The Echo business has always looked like Amazon is playing the long game from the outside. Best of all, the company’s home consumer hardware is a convenient ship for bringing Alexa into millions of homes. But no sector can escape cost cutting if companies are tightening their belts severely amid broader economic headwinds.
The Wall Street Journal noted this week that Amazon’s devices group could face job cuts as it prepares for further macroeconomic turmoil. Citing internal documents, the newspaper said that “some people say Amazon management is taking a close look at the Alexa business.”

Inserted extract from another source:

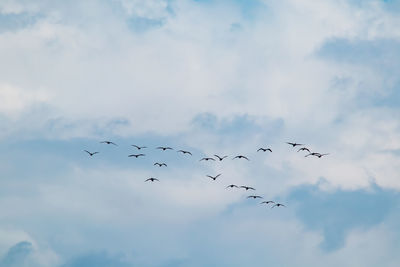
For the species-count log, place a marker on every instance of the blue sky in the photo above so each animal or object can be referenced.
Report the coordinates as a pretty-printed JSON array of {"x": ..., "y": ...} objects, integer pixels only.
[{"x": 223, "y": 77}]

Many of the cuts to date have focused on long-tail commodities. Devices is a mature division for the company, but it covers a wide range of Echo home devices, Fire tablets, Kindles and more.
Amazon provided TechCrunch with a fairly formulaic response to the report, but noted that its regular performance reviews are indeed impacted by its overall financial situation.
“We remain excited about the future of our large business and new initiatives such as Prime Video, Alexa, Grocery, Kuiper, Zoox and Healthcare,” the company wrote. “Our senior leadership team regularly reviews our investment outlook and financial performance as part of our annual business plan review each fall. We are looking at opportunities to take that into account and optimize costs.”
The second comment, on the other hand, highlights Alexa’s overall success.
Alexa started with an idea on a whiteboard. In less than a decade, it has turned into an AI service with millions of customers interacting billions of times each week in different languages and cultures around the world. Even in the last year, interactions with Alexa have increased by over 30%. As optimistic as ever about the future of Alexa today, it is an important business and investment area for Amazon.
Andy Jassy is tasked with cutting costs across the company, a task that is not enviable in any economy. In his 2021 letter to stockholders, the CEO takes a trip down memory lane, starting with his first Kindle in 2007, and including a little insight into the life (and death) of the Fire phone, revealing the categories. Highlighting the ups and downs, he said: “This call didn’t work. We decided it was probably too late for this party and turned these resources elsewhere, but we hired great long-term builders, learned valuable lessons from this failure, and It’s been useful on devices like Echo and FireTV.”
Jassy also highlights the evolving future of the division, writing:
Our goal is to make Alexa the world’s most helpful and resourceful personal assistant, making people’s lives meaningfully easier and better. We’re inventing and iterating a lot more, but our customers keep pointing out that we’re on the right track. Ring and Blink offer leading digital home security solutions, and Astro is a new home robot just launched in late 2021). Whether we’re talking about , Kindle, FireTV, Alexa/Echo, Ring, Blink, or Astro, more products are in the works to keep improving our customers’ lives.